22. The method of any one of claims 18-21, wherein the Coronavirus probes comprise at least one nucleotide sequence selected from the group consisiting of SEQ ID NOs: 1-37.

23. The method of any one of claims 18-21, wherein the Coronavirus probes consist of the nucleotide sequences set forth in SEQ ID NOs: 1-37.

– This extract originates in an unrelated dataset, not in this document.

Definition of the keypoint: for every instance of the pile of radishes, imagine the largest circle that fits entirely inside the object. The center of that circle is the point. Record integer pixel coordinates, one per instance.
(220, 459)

24. The method of any one of claims 18-21, further comprising wherein when a Coronavirus is detected in the sample from the subject or the subject is identified as high-risk, then the subject is administered a treatment for the Coronavirus.

25. The method of any one of claims 18-21, wherein the plurality of probes specific for immune markers of innate and adaptive responses comprises at least one nucleotide sequence selected from the group consisiting of SEQ ID NOs: 38- 4,671.

26. The method of any one of claims 18-21, wherein the plurality of probes specific for immune markers of innate and adaptive responses consists of the nucleotide sequences set forth in SEQ ID NOs: 38-4,671.

27. The method of any of the preceding claims, wherein the subject is human.

28. The method of any of the preceding claims, wherein the detectably-labeled nucleic acid is labeled with a fluorophore, radioactive phosphate, biotin, or enzyme.

29. The method of claim 25, wherein the fluorophore is Cy3 or Cy5.